Но дядя не смягчался:
– Семья небогатая. Был бы получше приход, смог бы родне помочь.
– А у вас, дядя, сколько земли? – спросил Пятрас, чтобы придать другое направление разговору.
– С лугами и корчемной будет примерно полтора надела, – горделиво стал объяснять старик. – Земли немало, потому и работы много. Держим запряжку волов, пять лошадей, шесть коров, не считая уж мелкой скотины и птицы.
– Лошадей как много! – дивился Пятрас.
Дядя стал набивать трубку, предвидя, что разговор с племянником затянется.

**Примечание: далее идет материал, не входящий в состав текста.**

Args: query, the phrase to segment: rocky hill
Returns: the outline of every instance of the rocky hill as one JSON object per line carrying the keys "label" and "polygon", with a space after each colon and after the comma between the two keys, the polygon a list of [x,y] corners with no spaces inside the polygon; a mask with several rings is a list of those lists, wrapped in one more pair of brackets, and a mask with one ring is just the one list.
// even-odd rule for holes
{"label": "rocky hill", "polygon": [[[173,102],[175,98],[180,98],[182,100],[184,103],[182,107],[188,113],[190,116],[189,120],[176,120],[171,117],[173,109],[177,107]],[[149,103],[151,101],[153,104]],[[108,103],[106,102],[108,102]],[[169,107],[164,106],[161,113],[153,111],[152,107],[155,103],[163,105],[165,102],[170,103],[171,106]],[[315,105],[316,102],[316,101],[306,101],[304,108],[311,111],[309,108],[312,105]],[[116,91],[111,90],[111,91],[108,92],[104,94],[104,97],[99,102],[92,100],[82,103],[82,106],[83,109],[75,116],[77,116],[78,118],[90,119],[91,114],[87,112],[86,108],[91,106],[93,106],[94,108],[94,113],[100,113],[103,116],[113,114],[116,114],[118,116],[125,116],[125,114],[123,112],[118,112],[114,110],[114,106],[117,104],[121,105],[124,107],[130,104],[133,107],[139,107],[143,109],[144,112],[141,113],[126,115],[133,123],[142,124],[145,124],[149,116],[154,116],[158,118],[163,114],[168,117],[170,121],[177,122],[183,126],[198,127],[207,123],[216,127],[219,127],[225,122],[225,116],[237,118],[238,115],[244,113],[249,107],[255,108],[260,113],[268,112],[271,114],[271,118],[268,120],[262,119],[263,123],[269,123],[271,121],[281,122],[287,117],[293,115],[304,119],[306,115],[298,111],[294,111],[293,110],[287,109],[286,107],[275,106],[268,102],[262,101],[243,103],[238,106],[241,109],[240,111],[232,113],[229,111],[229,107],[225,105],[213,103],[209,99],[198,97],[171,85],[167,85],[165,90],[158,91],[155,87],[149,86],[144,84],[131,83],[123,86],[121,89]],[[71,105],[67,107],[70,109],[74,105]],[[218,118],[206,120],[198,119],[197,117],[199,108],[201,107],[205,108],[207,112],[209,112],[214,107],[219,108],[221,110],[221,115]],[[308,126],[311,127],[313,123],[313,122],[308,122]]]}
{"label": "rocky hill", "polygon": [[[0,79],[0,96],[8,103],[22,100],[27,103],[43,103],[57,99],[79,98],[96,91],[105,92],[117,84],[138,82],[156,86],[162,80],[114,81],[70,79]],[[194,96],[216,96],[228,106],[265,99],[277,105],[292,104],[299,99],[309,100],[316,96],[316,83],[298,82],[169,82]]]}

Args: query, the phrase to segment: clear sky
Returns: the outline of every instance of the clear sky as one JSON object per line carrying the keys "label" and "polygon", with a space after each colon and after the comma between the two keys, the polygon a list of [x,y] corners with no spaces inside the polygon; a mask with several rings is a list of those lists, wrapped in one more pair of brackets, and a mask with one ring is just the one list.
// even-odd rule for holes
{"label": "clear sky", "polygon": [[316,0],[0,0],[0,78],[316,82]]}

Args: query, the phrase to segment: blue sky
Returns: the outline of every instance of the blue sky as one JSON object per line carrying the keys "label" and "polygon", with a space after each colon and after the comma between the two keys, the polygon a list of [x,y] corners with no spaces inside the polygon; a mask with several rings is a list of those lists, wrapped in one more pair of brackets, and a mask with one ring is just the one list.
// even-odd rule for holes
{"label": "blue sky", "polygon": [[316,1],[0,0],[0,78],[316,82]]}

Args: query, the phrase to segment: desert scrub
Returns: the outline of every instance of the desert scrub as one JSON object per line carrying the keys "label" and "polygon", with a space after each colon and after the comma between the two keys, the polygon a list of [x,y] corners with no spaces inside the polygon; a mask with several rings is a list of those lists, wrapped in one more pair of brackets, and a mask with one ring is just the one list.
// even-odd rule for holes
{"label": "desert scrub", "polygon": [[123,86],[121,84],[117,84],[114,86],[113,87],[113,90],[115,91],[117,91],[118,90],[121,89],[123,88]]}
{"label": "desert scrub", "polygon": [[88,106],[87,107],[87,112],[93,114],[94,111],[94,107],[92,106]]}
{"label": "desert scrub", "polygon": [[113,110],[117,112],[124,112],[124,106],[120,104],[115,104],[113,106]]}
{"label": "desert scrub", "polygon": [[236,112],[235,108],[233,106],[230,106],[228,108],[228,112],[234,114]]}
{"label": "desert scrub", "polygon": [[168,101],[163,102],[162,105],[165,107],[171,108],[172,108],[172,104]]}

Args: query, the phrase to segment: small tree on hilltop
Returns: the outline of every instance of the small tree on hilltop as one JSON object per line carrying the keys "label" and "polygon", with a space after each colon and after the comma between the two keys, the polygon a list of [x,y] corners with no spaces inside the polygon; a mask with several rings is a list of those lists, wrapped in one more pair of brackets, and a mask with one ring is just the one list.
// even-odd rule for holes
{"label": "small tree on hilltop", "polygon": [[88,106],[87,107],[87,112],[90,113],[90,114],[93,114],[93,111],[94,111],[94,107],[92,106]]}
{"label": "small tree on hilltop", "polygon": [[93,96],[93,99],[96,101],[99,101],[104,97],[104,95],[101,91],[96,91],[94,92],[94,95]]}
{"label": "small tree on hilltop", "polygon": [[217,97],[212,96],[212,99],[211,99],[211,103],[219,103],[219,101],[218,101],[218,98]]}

– Волов по привычке держим, – пояснил он, пуская первый дымок, – и то на мясо продавать. Пашем на лошадях. Другая выходит работа.
– И земли здесь другие.
– Земля неплохая. Рожь хорошо родится, а кое-где и мерку-другую пшенички посеем. Созревает. Только чинш душит.
Пятрас восхищенно оглядел двор, постройки, сад:
– И усадьба у вас, дядя, хороша.
Дяде по душе похвала племянника, но он прикинулся равнодушным:
– Ничего, жить можно, – процедил он, посасывая трубку. Видно, желая еще пуще изумить своим достатком, предложил:
– Идем, покажу, где что лежит.
На сеновале Пятрас поразился немалому запасу сена и еще большему количеству овсяной соломы. Видно, дядина скотинка питается на славу. И по другим постройкам можно судить о богатстве хозяина.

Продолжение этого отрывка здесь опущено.